In response to the complaints of the elementary school girls playing in the Northern Ohio Girls Soccer League this fall, the league president asked all the parents of its players to stop their yelling and bad behavior during the games or be expelled from the sidelines, ordering them to be silent while their children played. We have to hope that our kids don't continue to mimic their parents but transcend them.

Or what about the young Texas girl that stood in the press box and valiantly offered a pray before a football game in spite of the protests of parents to the contrary, or the young Colorado girl that confessed her belief in God in the face of a pistol packing classmate.

But really, friends, whatever our generational genre -- GI, Builder, Baby Boomer, Gen Xer or Millenial -- we all ought to be tearing up the track of discipleship. Who likes to be lapped? Come on! You're walking, working up a sweat, starting to feel nauseous, huffing and puffing one of the hills of the Metroparks, and nuts if someone doesn't yell "passing on your left" as she runs up the hill ahead of you in those lycra shorts. How does that make you feel? Right. You don't even like being passed on the freeway.

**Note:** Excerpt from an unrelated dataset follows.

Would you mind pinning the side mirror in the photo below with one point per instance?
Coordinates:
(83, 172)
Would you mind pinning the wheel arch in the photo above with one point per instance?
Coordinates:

On the other hand, Paul argues that lapping is good, but we should still try to one up one another in acts of kindness and in the pursuit of justice.

The Generation Lap has begun, but we do not have to stand on the track and eat dust. If we remain spiritually savvy and supportive of our children in their distinctive practice of the faith, then the Christian community will not someday become a "virtual reality without adults." We can each run the race at our own pace and encourage those who are running ahead, knowing that Christ is strengthening every one of us to the end. As the Busters and Millennials take off, we can be thankful that they are lapping us in service to the Lord -- the One who does a new thing in every generation.